None found that the virtual advisors led to increased rates of college enrollment. One study did show that students were slightly more likely to enroll in schools with graduation rates above 70%. Overall, the impact of the program was modest, though it’s too early to tell whether they will affect college graduation rates.
One idea did produce clear benefits: sending high-achieving, low-income Michigan students letters offering them a full ride to the University of Michigan. Those students would likely have been eligible for generous financial aid regardless, but the letter made this clear and meant students didn’t need to fill out financial aid forms. Ultimately, this substantially increased students’ chances of enrolling and persisting in college.
🔗6. District schools feel the pain of charter schools financially, but not academically.
It’s an issue at the heart of opposition to charter schools: how does their expansion affect nearby district schools and the students who attend them?
A number of studies we reviewed this year illustrate how students moving to charter schools strains district finances. Fixed costs, like buildings and certain staff positions, can’t be shed quickly, and long-term changes like staff reductions and school closures can be painful.
On the other hand, two recent studies found some evidence that the arrival of charter schools actually improves the net performance of public school students in an area. One of those studies has drawn questions about its methods (and some overstated claims used to promote it). Still, most research shows that charter expansion does not hurt — and may slightly boost — test scores in district schools.
🔗7. Restorative justice can come with risks as well as rewards.
Restorative justice, or responding to misbehavior with discussion and an intent to repair harm, has rapidly spread as schools re-think more punitive suspension and discipline policies, which have been disproportionately meted out on black students. But its effects on student outcomes hadn’t been rigorously studied. That’s why it was a big deal when a random-assignment study on such an initiative was released earlier this year.
The paper, which focused on two dozen schools in Pittsburgh, found that adopting restorative justice policies decreased suspension rates, particularly for black students. It also found that teachers felt more positive about their school climate as a result of the program.

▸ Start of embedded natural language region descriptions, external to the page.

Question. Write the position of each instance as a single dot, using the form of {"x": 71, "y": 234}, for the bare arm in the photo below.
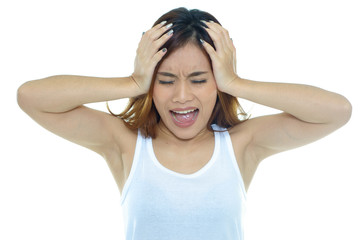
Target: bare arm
{"x": 310, "y": 113}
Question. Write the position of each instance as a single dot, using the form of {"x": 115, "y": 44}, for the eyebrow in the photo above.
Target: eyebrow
{"x": 194, "y": 74}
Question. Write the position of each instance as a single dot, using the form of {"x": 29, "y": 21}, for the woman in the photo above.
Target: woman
{"x": 182, "y": 159}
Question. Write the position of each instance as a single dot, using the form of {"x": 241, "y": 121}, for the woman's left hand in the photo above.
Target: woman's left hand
{"x": 224, "y": 58}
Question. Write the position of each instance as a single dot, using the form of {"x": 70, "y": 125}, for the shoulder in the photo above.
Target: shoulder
{"x": 124, "y": 138}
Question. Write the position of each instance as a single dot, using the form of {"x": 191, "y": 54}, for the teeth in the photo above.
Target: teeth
{"x": 184, "y": 112}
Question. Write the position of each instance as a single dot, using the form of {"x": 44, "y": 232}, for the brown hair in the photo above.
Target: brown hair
{"x": 141, "y": 112}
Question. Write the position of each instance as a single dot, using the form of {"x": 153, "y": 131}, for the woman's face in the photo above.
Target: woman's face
{"x": 185, "y": 92}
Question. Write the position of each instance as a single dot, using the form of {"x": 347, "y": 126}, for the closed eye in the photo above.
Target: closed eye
{"x": 199, "y": 81}
{"x": 166, "y": 82}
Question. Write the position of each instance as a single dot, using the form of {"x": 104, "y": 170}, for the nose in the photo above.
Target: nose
{"x": 182, "y": 92}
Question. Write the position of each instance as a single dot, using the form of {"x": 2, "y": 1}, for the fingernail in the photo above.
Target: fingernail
{"x": 168, "y": 26}
{"x": 170, "y": 32}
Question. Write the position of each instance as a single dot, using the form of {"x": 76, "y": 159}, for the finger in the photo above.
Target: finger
{"x": 158, "y": 56}
{"x": 154, "y": 34}
{"x": 222, "y": 33}
{"x": 215, "y": 37}
{"x": 162, "y": 40}
{"x": 156, "y": 27}
{"x": 209, "y": 49}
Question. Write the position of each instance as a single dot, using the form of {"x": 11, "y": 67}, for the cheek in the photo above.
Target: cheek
{"x": 160, "y": 97}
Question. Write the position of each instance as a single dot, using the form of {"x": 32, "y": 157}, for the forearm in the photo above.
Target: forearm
{"x": 307, "y": 103}
{"x": 66, "y": 92}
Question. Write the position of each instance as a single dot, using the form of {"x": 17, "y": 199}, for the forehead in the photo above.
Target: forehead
{"x": 187, "y": 58}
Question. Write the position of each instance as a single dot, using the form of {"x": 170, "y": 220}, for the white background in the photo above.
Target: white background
{"x": 53, "y": 189}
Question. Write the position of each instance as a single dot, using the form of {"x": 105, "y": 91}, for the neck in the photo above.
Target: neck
{"x": 164, "y": 134}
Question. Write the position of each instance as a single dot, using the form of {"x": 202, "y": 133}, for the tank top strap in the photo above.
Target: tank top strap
{"x": 140, "y": 143}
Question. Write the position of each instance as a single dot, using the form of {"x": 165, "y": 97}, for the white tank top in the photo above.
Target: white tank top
{"x": 161, "y": 204}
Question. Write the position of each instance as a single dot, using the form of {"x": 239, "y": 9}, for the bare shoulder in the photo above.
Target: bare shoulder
{"x": 124, "y": 138}
{"x": 241, "y": 138}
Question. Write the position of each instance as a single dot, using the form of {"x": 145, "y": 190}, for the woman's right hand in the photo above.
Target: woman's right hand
{"x": 148, "y": 55}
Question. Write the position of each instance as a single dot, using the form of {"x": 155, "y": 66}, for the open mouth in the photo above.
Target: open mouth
{"x": 184, "y": 118}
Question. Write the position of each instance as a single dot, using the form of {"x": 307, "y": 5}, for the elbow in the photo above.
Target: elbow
{"x": 344, "y": 112}
{"x": 22, "y": 96}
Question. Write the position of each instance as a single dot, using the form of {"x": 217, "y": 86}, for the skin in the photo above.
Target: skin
{"x": 309, "y": 113}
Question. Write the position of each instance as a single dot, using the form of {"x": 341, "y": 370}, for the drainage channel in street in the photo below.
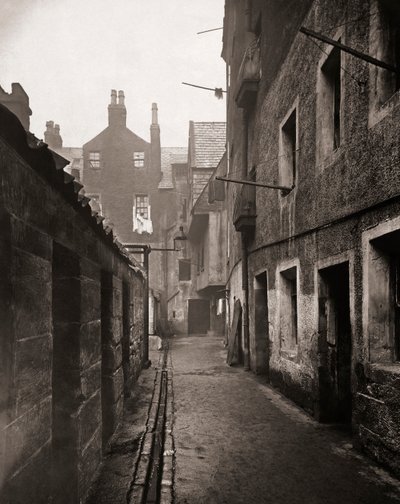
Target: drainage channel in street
{"x": 153, "y": 475}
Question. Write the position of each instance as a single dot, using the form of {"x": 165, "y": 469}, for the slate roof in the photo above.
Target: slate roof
{"x": 73, "y": 154}
{"x": 170, "y": 156}
{"x": 208, "y": 143}
{"x": 51, "y": 166}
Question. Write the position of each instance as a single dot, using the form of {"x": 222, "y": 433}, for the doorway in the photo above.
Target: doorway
{"x": 198, "y": 316}
{"x": 335, "y": 397}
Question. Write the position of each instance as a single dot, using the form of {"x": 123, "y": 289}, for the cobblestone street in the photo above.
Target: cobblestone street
{"x": 238, "y": 441}
{"x": 234, "y": 439}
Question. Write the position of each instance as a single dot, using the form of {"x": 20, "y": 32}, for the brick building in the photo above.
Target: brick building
{"x": 72, "y": 323}
{"x": 130, "y": 181}
{"x": 200, "y": 272}
{"x": 315, "y": 261}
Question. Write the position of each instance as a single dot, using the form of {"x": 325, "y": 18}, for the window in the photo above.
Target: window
{"x": 331, "y": 71}
{"x": 329, "y": 105}
{"x": 95, "y": 202}
{"x": 288, "y": 308}
{"x": 75, "y": 172}
{"x": 200, "y": 259}
{"x": 288, "y": 152}
{"x": 138, "y": 159}
{"x": 94, "y": 159}
{"x": 384, "y": 297}
{"x": 184, "y": 209}
{"x": 142, "y": 215}
{"x": 388, "y": 31}
{"x": 180, "y": 170}
{"x": 142, "y": 206}
{"x": 184, "y": 270}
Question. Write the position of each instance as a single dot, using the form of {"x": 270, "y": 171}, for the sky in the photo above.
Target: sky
{"x": 69, "y": 54}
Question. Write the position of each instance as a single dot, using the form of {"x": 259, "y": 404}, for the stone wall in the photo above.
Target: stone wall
{"x": 341, "y": 199}
{"x": 61, "y": 374}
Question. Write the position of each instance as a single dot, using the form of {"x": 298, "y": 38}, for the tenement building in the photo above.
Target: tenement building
{"x": 71, "y": 325}
{"x": 130, "y": 181}
{"x": 314, "y": 249}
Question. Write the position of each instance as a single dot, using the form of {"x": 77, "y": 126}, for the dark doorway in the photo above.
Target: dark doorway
{"x": 66, "y": 302}
{"x": 261, "y": 324}
{"x": 126, "y": 325}
{"x": 198, "y": 316}
{"x": 335, "y": 344}
{"x": 107, "y": 361}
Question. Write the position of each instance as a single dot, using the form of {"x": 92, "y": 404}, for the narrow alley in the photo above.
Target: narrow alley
{"x": 200, "y": 252}
{"x": 239, "y": 442}
{"x": 229, "y": 438}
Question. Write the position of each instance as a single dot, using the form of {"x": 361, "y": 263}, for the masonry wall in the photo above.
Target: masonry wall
{"x": 325, "y": 220}
{"x": 52, "y": 257}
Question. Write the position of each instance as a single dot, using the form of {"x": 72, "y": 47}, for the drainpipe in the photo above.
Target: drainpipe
{"x": 146, "y": 363}
{"x": 245, "y": 265}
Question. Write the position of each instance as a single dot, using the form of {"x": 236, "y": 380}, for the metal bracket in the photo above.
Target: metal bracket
{"x": 257, "y": 184}
{"x": 350, "y": 50}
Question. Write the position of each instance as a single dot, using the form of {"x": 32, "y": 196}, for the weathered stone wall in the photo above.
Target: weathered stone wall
{"x": 54, "y": 390}
{"x": 324, "y": 220}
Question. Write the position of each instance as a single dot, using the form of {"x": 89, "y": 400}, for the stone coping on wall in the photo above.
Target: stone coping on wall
{"x": 50, "y": 166}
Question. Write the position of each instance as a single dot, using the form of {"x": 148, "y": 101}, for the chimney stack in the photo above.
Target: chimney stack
{"x": 155, "y": 142}
{"x": 18, "y": 103}
{"x": 154, "y": 114}
{"x": 52, "y": 135}
{"x": 113, "y": 97}
{"x": 117, "y": 111}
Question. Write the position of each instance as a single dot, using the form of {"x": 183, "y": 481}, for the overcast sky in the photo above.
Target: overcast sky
{"x": 69, "y": 54}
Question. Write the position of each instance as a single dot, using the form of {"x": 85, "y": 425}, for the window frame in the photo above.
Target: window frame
{"x": 95, "y": 163}
{"x": 138, "y": 162}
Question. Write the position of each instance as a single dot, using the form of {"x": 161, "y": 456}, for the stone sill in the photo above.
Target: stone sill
{"x": 384, "y": 373}
{"x": 289, "y": 354}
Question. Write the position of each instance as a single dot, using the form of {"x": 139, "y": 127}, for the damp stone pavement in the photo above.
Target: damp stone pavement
{"x": 232, "y": 439}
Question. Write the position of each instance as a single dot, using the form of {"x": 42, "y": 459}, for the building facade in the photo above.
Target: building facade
{"x": 199, "y": 268}
{"x": 130, "y": 182}
{"x": 313, "y": 254}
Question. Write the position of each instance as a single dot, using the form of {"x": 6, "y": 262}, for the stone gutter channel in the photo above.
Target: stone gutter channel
{"x": 153, "y": 481}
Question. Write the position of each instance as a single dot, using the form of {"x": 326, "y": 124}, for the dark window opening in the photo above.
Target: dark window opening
{"x": 184, "y": 270}
{"x": 288, "y": 155}
{"x": 390, "y": 29}
{"x": 385, "y": 286}
{"x": 334, "y": 344}
{"x": 395, "y": 289}
{"x": 94, "y": 159}
{"x": 289, "y": 312}
{"x": 331, "y": 70}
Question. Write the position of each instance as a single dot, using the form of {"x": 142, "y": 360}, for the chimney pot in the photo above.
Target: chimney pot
{"x": 154, "y": 113}
{"x": 113, "y": 97}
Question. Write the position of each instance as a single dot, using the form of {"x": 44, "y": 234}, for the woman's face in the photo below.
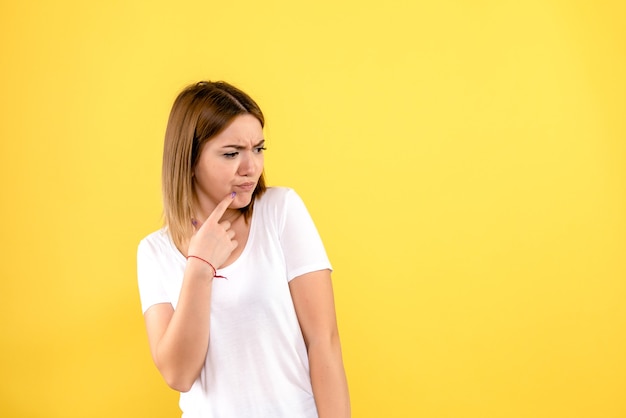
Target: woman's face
{"x": 230, "y": 162}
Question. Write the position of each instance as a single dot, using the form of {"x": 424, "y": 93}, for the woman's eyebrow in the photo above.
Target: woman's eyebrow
{"x": 240, "y": 147}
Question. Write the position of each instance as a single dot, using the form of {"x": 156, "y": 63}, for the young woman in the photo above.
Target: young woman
{"x": 236, "y": 288}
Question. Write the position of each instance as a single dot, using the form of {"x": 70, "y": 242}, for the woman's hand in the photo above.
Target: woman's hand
{"x": 213, "y": 240}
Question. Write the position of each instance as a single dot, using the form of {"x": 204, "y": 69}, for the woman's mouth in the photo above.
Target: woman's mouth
{"x": 245, "y": 187}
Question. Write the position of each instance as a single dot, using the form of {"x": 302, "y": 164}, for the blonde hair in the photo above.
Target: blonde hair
{"x": 200, "y": 112}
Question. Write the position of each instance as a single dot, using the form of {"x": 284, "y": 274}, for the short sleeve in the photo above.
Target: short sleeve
{"x": 151, "y": 287}
{"x": 302, "y": 246}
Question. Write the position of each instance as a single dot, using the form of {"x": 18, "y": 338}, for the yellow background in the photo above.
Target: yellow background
{"x": 465, "y": 162}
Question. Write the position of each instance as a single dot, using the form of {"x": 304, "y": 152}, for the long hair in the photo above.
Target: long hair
{"x": 200, "y": 112}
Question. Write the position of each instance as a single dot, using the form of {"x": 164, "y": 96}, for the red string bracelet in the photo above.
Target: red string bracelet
{"x": 214, "y": 269}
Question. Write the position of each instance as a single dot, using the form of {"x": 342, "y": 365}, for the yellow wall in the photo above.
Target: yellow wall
{"x": 465, "y": 162}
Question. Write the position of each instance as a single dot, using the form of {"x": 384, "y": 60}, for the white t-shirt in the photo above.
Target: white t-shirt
{"x": 257, "y": 364}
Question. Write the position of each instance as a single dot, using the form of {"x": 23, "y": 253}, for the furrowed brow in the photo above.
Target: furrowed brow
{"x": 240, "y": 147}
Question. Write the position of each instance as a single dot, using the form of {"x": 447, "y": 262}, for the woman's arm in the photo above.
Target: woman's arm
{"x": 179, "y": 339}
{"x": 312, "y": 296}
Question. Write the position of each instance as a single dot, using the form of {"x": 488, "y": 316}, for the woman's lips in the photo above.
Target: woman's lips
{"x": 245, "y": 187}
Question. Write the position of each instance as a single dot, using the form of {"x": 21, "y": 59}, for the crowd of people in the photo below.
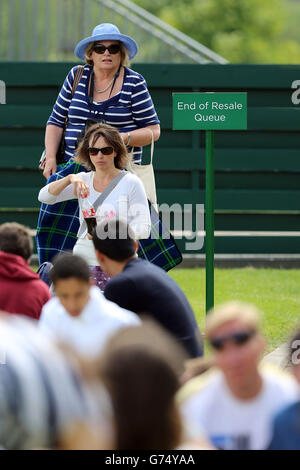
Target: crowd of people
{"x": 124, "y": 369}
{"x": 101, "y": 349}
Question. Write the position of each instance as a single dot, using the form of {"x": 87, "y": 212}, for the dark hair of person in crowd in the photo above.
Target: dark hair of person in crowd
{"x": 67, "y": 265}
{"x": 113, "y": 139}
{"x": 114, "y": 239}
{"x": 141, "y": 368}
{"x": 16, "y": 240}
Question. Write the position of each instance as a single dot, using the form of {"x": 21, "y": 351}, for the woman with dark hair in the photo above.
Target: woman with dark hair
{"x": 103, "y": 153}
{"x": 105, "y": 90}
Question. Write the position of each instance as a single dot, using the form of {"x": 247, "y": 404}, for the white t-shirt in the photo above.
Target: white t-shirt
{"x": 88, "y": 333}
{"x": 127, "y": 200}
{"x": 230, "y": 423}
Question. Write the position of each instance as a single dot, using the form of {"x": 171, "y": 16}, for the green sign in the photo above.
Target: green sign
{"x": 209, "y": 111}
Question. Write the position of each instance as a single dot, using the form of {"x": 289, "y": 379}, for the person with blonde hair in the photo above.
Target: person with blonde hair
{"x": 103, "y": 152}
{"x": 234, "y": 403}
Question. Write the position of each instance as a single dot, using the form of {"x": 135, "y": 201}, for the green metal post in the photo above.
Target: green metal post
{"x": 209, "y": 220}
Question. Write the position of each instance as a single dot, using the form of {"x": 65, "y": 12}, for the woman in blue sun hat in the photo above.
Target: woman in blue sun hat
{"x": 108, "y": 91}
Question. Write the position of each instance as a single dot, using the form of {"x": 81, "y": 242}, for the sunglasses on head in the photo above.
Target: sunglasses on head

But the bad news was that restorative justice led to a decline in students’ math test scores in grades 3 through 8, and the drop was particularly steep for black students. The initiative also caused an increase in students saying their teachers struggled to manage classroom behavior.
A separate study, released earlier this year, found that restorative justice policies in an anonymous city school district pushed suspension rates down overall. But white students saw their suspensions fall dramatically, while black students’ rate barely budged. That meant the program effectively widened racial disparities.
This is the opposite of what was seen in Pittsburgh, and there is still little research on restorative justice in schools.
🔗8. More education dollars help students.
Four new studies found that more education spending benefited low-income students. In one Texas study, for instance, an extra $1,000 in per-pupil spending over the course of a student’s schooling caused high school dropout rates to fall by 2 percentage points and college graduation rates to increase by 4 points. Gains were generally larger for students in predominantly low-income, Hispanic school districts.
One notable exception to this trend: Another study in Texas found that an oil boom led to more funds for schools, but a decline in student achievement. That’s likely thanks to increased teacher turnover as other jobs in the area became more appealing.